За завтраком Ширин — она толком не проснулась — одной рукой подпирает голову, другой ковыряет омлет. По радио дважды объявляют, который час — семь утра. «Передает Тегеран, Исламская Республика Иран…» Сегодня они что-то запаздывают. Фарназ сознает это, однако собирает яичную скорлупу кусок за куском, выбрасывает в мусорное ведро, ставит сковороду в раковину, все так же неторопливо раскладывает посуду по местам. И Ширин не подгоняет. Этим утром обе не следят за часами, не думают о неизбежных делах: поездке в школу, грустном прощании, бесконечно тянущемся дне, одиноких сумерках, поцелуе на ночь — и все это время ни на минуту не забывают, что их ждет такой же день, день без Исаака.
Они опаздывают в школу на пятнадцать минут; по дороге в антикварную лавку Фарназ думает, что за опоздание Ширин непременно накажут — отчитают перед всем классом или зададут побольше на дом, эти мелкие унижения накапливаются, а ведь она совсем еще ребенок. Почему же она медлила, почему не поторопила дочь? Она не понимает. Чувствует лишь усталость. Унижений накопилось столько, что уже неважно — одним больше, одним меньше.

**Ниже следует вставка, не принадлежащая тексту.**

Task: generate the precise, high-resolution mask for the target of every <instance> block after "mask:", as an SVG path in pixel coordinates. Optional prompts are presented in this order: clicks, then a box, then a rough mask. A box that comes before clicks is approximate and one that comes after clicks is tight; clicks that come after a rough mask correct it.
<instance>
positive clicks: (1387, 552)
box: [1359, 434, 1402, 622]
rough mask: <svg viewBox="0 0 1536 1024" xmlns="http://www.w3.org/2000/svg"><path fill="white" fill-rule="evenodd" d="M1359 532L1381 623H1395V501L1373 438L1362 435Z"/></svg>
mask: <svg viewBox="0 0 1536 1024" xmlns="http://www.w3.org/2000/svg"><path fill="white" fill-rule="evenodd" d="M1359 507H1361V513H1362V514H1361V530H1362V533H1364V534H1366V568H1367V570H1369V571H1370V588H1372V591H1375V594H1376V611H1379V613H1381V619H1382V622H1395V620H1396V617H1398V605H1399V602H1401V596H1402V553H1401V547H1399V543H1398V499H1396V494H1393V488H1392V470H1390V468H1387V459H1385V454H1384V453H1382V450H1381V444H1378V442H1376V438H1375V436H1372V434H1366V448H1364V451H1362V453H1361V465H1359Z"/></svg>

Антиквар Шахрийяр Бехешти, седоусый, в шерстяной кофте, приветлив.
— Люблю Джавада, — говорит он. — Он — настоящий друг. Раз я тяжело заболел, так он каждый день навещал меня в больнице, носил суп, рис, кебабы… Никогда этого не забуду. Но вот какая штука — я бы доверил Джаваду жизнь, но не одолжил бы и доллара!
— Понимаю, о чем вы, — смеется Фарназ.
— Может случиться, Амин-ханом, что вы так и не увидите свои десять тысяч.
— Знаю, знаю. И уж поверьте, это будет не в первый раз… Какая красота! Можно я у вас похожу?
— Конечно!
Она оглядывает лавку: пузатый ситар, прислоненный к круглому металлическому лику средневекового щита, килимы по стенам, на них отпечатлелись следы прежних владельцев, уже умерших и похороненных. Она рассматривает французский фарфор, индийские шелковые подушки. В одном углу стоят серебряные столики с чеканными изображениями Кира и Дария, в другом, под стеклом — драгоценности Ахеменидов: золотая подвеска в форме льва, браслет с грифонами — реликвии давних времен, за которые люди, точно гордые, но обнищавшие наследники усопшего правителя, цепляются из последних сил.
— Вот это богатства! — говорит она. — И все они на ночь остаются здесь? Как вы можете спать?
— А я и не сплю. Прихожу рано утром, ухожу поздно вечером, ночью молюсь, чтобы железные двери не подвели. Вот и получается, что я раб своих ценностей. К тому же я вечно опасаюсь, как бы в один прекрасный день власти не конфисковали все подчистую. И воспрепятствовать этому я не смогу.
— Потрясающий кувшин! Сколько ему лет? — Она показывает на кувшин в форме тыквы-горлянки, по горлышку которого змеятся стихи из Корана.
— Его датируют где-то между 1200 и 1215 годами — незадолго до монгольского нашествия.
Она рассматривает сапфировые полосы по белой керамике, трещины веков, паучьей сетью оплетающие ручку кувшина.
— У моего мужа есть монгольский меч с ручкой, инкрустированной золотыми листьями, один из любимых в его коллекции.
— Что слышно о вашем муже? Джавад сказал, что его посадили.
— Я до сих пор ничего не знаю.
— Иншалла — на все воля Аллаха, ваш муж выйдет из тюрьмы целым и невредимым.
— Иншалла. Кстати, я к вам по делу. Джавад сказал, что вы отложите для меня миниатюру — на случай, если придется подтвердить покупку. Раз к нам уже приходили с обыском. Не исключено, они следят за каждым моим шагом.
— Ох, Джавад, Джавад… Раздает мой антиквариат как халву! Подождите, сейчас принесу.